Hacker News new | ask | show | jobs
by jerrygenser 1275 days ago
Even since the start of python typing, it was recommended to use a more generic type like Iterable instead of List. The author claims that List is too specific -- this seems like a straw man argument against typing that doesn't acknowledge python's own advice.

Also, mypy has gotten really good in recent years and I can vouch that on projects that have typing I catch bugs much much sooner. Previously I would only catch bugs when unit testing, now they are much more commonly type errors.

The other thing typing does is allow for refactoring code. If anything, high code quality relates to the ability to refactor code confidently and typing helps this. Therefore I would put it at the top of the list above all the tooling presented (exception I agree with ci/cd)

4 comments

Iterable is an import away, while list is already at my fingers.

There's zero harm in using list in private interfaces: I know I'm the only one passing the value, I know it is always a list.

As an argument type, Iterable is compatible with list, so it's benefits are minimal (with rare exceptions).

Lists are easier to inspect in a debugging session.

Iterable can be useful as return type, because it limits the interface.

Iterable is useful if you are actually making use of generators because of memory implications, but in this case you already know to use it, because your interfaces are incompatible with lists.

I can count on fingers of my hands when using Iterable instead of list actually made a difference.

> As an argument type, Iterable is compatible with list, so it’s benefits are minimal (with rare exceptions).

Iterable is not compatible with list, but list is compatible with iterable. As the more general type, Iterable is better as an argument type unless you have a reason to force consumers to use lists. Even in private interfaces, I tend to prefer it, because I often end up wanting to pass something constructed on the fly, and creating an extra list for that rather than using a genexp just seems wasteful.

What I meant is argument marked as Iterable is compatible with list being passed.

> Iterable is better as an argument type unless you have a reason to force consumers to use lists

See, I feel the exact opposite: I use Iterable only if I have a reason to force consumers to use Iterable.

When you're marking argument as Iterable, how confident do you feel that you will never query collection size or access it by index?

I understand the desire to limit the interface and YAGNI, but since lists are more familiar and ubiquitous, using Iterable feels more complicated and unnecessarily pedantic.

> See, I feel the exact opposite: I use Iterable only if I have a reason to force consumers to use Iterable.

A broad argument type doesn’t force consumers not to use a narrower type. (It forces the implementer of the function to not rely on additional features of the narrower type, but if I am writing the function, I can be certain whether or not that is acceptable.)

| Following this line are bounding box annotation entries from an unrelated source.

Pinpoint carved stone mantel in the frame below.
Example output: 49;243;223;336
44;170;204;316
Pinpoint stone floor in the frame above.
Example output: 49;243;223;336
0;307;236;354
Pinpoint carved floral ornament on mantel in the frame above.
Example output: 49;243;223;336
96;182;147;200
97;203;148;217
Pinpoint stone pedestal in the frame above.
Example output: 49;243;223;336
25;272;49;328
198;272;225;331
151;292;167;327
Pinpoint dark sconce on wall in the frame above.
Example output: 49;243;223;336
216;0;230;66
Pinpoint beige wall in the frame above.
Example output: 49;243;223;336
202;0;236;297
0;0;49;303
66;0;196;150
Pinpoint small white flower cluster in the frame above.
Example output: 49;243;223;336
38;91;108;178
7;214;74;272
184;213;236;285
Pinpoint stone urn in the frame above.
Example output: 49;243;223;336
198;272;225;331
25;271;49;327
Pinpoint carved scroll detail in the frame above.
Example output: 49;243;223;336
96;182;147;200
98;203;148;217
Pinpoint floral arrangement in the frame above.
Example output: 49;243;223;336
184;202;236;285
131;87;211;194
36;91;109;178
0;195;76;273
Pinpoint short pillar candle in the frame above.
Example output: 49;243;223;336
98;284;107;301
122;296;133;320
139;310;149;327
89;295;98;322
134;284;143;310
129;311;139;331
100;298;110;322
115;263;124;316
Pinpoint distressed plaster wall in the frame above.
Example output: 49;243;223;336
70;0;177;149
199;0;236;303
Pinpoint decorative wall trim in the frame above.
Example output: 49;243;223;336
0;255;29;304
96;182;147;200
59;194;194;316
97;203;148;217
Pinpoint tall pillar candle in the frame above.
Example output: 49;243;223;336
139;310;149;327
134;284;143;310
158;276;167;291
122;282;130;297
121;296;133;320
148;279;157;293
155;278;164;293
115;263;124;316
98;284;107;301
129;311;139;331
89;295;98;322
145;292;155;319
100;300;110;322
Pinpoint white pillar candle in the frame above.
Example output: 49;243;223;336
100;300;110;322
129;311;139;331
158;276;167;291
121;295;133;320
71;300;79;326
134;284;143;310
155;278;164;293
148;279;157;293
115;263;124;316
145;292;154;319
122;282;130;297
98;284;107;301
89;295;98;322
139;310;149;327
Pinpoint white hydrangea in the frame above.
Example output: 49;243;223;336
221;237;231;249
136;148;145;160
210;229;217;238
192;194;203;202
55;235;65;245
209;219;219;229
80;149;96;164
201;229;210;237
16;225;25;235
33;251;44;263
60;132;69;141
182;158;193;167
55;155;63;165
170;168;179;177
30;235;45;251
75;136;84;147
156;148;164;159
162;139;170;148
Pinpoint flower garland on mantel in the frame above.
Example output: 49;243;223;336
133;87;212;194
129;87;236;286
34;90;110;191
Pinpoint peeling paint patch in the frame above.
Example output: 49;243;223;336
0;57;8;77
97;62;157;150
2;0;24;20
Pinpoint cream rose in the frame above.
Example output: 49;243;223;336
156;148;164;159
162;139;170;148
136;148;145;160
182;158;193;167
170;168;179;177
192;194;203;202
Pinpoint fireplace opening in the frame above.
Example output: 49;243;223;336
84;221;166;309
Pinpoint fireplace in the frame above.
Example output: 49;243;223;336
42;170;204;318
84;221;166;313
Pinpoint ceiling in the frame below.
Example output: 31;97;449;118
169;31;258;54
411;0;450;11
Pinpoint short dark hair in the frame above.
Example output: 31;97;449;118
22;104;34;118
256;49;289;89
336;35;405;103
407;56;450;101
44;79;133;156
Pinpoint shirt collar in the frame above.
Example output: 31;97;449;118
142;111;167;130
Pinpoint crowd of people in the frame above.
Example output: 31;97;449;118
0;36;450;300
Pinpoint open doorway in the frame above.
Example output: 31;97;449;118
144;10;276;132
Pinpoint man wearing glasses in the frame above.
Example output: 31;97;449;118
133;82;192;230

Meanwhile, using a narrower type than needed for an argument does impose additional, unnecessary constraints on the consumer.

> When you're marking argument as Iterable, how confident do you feel that you will never query collection size or access it by index?

Absolute certainty, since I know what the function does and what I need to do it.

> I understand the desire to limit the interface and YAGNI, but since lists are more familiar and ubiquitous, using Iterable feels more complicated and unnecessarily pedantic.

Since all lists are Iterables but not all Iterables are lists, Iterables are necessarily more ubiquitous than lists.

> Since all lists are Iterables but not all Iterables are lists, Iterables are necessarily more ubiquitous than lists.

Yeah, that's what I meant by being pedantic :)

Here's a question: you receive a JSON payload that contains a list. You will then pass this list to two functions, one of them only iterates, another one uses list interface (let's say checks length among other things). Should you mark the argument as a list, or as an Iterable in the first function?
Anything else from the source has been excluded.